2. Mit diesem Urteil aus den USA steht auch für alle anderen Staaten, einschließlich Deutschland, die Frage, welche Überwachungen durch Geheimdienste überhaupt zu rechtfertigen sind. Die millionenfache Überwachung der Kommunikationsdaten von Bürgerinnen und Bürgern sowie von Unternehmen ist in einer freiheitlich-demokratischen Gesellschaft untragbar. Die Zuarbeit anderer westlicher Geheimdienste für die rechtswidrige Abhörpraxis der NSA, wie der des Bundesnachrichtendienstes, ist als Beitrag zu einer Grundrechtsverletzung im globalen Maßstab zu werten und sollte umgehend beendet werden.
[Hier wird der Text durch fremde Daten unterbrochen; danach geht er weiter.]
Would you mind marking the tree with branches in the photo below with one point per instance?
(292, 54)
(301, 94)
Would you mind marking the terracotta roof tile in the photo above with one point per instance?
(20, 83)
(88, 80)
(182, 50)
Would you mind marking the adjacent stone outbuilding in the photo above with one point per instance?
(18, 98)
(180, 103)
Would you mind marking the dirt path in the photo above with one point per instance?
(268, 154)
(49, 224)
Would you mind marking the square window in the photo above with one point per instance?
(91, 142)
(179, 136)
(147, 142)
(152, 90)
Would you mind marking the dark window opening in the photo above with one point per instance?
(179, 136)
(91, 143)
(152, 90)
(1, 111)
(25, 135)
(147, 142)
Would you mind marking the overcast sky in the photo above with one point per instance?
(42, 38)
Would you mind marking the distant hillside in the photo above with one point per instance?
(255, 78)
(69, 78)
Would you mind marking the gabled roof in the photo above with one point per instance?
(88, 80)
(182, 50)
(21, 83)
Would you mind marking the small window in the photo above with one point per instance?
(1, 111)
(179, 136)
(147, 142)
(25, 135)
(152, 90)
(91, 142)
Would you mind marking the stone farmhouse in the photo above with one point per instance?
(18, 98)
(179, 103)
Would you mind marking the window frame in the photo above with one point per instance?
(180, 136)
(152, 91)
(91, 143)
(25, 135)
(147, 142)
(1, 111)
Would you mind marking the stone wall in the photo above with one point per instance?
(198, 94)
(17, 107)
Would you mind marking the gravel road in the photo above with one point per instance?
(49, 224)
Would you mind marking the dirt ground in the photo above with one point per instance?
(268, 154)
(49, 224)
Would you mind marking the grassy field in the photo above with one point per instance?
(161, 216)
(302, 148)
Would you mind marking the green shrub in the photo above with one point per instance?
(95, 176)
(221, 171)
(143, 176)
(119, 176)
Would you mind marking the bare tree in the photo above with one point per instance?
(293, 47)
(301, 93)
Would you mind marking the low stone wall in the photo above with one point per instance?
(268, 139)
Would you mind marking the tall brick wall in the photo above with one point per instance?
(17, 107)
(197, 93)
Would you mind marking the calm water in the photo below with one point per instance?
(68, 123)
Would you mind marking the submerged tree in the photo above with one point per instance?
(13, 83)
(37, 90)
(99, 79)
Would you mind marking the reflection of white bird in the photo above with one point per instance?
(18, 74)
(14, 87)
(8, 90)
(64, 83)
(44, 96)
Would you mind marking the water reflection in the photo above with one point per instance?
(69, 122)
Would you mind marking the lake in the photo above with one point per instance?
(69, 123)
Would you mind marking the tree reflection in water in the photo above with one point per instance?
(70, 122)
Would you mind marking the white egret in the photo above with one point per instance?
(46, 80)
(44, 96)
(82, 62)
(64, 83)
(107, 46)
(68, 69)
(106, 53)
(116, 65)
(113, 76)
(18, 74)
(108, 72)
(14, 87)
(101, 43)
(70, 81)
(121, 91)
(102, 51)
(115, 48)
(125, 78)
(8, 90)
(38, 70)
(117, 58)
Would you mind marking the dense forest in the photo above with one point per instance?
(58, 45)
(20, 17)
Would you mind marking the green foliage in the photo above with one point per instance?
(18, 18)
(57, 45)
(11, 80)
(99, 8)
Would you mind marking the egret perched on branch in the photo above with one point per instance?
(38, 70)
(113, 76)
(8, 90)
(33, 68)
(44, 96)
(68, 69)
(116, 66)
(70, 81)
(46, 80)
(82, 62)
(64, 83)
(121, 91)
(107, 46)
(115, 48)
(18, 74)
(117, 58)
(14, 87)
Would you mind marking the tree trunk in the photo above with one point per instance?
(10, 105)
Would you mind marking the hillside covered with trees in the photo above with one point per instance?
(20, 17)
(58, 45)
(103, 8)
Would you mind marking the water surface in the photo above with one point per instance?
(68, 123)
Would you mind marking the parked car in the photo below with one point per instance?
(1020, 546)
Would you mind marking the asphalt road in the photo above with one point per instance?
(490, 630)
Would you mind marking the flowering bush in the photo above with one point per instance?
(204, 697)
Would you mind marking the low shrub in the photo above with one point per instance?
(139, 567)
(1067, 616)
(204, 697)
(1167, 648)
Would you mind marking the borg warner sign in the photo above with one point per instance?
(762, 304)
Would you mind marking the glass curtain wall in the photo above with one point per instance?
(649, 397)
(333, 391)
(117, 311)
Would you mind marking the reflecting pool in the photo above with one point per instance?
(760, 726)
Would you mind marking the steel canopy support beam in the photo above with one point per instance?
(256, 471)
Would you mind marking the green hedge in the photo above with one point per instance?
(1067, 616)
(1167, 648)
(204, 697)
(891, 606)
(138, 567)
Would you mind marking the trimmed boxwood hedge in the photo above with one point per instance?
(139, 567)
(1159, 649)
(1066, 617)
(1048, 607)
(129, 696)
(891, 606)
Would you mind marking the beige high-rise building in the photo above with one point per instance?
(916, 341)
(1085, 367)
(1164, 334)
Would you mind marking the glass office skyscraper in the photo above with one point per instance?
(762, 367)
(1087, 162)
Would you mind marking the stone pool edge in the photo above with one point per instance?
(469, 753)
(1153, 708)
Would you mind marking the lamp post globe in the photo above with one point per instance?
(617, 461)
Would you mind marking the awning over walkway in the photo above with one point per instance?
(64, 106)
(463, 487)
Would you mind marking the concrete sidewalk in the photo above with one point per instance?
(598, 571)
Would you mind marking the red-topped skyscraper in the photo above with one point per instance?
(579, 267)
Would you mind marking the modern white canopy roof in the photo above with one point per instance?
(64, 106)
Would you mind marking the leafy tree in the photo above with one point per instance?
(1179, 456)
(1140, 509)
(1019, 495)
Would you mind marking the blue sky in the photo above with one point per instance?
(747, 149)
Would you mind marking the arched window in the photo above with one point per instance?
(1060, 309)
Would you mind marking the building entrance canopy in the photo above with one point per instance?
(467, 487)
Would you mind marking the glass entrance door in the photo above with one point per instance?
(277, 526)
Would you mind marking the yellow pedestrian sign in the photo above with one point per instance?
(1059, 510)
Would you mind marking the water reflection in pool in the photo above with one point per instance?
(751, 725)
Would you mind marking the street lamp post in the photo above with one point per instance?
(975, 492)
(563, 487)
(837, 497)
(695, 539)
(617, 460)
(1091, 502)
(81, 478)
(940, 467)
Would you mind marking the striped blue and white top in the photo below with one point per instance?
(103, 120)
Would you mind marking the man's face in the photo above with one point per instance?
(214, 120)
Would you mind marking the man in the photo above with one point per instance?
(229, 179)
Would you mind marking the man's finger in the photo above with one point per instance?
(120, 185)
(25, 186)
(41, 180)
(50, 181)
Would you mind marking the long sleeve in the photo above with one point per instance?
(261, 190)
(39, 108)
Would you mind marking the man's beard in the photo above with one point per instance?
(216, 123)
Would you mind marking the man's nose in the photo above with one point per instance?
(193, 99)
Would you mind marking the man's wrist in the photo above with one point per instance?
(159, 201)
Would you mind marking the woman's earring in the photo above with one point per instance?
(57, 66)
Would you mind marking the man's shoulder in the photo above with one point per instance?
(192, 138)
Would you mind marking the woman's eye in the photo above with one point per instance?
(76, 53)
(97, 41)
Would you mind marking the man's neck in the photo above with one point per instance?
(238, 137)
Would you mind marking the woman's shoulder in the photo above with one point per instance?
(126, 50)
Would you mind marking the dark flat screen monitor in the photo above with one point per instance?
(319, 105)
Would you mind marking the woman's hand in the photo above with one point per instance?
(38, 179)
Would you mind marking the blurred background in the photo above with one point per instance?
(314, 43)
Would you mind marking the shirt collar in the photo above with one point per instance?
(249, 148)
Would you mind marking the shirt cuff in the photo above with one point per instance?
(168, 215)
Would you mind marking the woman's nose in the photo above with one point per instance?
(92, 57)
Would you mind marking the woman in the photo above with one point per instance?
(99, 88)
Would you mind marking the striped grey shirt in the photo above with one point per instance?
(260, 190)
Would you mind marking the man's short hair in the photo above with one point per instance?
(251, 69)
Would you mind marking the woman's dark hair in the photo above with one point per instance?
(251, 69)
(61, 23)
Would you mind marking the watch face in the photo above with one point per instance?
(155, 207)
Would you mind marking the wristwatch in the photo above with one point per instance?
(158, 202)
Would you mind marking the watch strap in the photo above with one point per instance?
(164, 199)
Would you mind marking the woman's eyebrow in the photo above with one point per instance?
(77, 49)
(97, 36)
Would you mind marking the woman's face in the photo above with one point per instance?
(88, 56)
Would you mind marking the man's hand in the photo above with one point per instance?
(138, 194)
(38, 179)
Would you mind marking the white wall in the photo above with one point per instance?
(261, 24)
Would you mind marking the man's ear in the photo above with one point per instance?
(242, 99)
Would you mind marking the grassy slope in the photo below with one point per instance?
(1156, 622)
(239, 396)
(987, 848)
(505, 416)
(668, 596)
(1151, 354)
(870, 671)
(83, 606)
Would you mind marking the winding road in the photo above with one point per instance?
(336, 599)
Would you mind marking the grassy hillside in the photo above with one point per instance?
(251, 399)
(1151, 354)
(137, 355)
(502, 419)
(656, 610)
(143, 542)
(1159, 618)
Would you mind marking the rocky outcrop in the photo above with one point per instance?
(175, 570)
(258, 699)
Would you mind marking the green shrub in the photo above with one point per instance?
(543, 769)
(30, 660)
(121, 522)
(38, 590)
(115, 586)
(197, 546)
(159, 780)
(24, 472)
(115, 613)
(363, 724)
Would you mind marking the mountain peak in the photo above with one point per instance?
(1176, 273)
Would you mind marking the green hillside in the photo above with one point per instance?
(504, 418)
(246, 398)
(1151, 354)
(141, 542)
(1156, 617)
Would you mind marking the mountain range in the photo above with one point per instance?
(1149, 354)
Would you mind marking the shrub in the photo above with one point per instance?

3. Whistleblower wie Edward Snowden sind keine Kriminellen, sondern große Helden, die Missstände und Verbrechen aufdecken. Ohne sie könnten solche rechtswidrigen Aktivitäten und kriminellen Strukturen niemals publik und beendet werden. Die strafrechtliche Verfolgung von Edward Snowden verbietet sich damit. Es ist beschämend und Ausdruck falscher US-Verbundenheit, dass die Bundesregierung und die EU dem mutigen Whistleblower Snowden nicht Schutz und Sicherheit vor US-Verfolgung garantieren. Der Schutz von Whistleblowern und die Verteidigung der Pressefreiheit dürfen nicht nur auf dem Papier bekundet werden, sie müssen vor allem umgesetzt werden, auch dann, wenn es das Missfallen von Verbündeten erregen könnte. Die Bundesregierung ist aufgefordert, sich für die Beendigung der Verfolgung von Edward Snowden und den wirksamen Schutz von Whistleblowern einzusetzen.
4. Die Pressefreiheit gilt grundsätzlich. Wenn ein Geheimdienstmitarbeiter wie Edward Snowden etwas Kriminelles aufdeckt, muss es den Medien auch erlaubt sein, es anzunehmen und zu nutzen, d.h. es zu veröffentlichen. Wenn dieses Grundprinzip des investigativen Journalismus unter Strafe gestellt wird, ist die Pressefreiheit ernsthaft gefährdet. Zum Schutz der Journalistinnen und Journalisten sowie ihren Quellen muss die Anonymität der Quelle sowie das Recht auf Veröffentlichung gesetzlich geschützt werden. Nur so wird Pressefreiheit gewährleistet.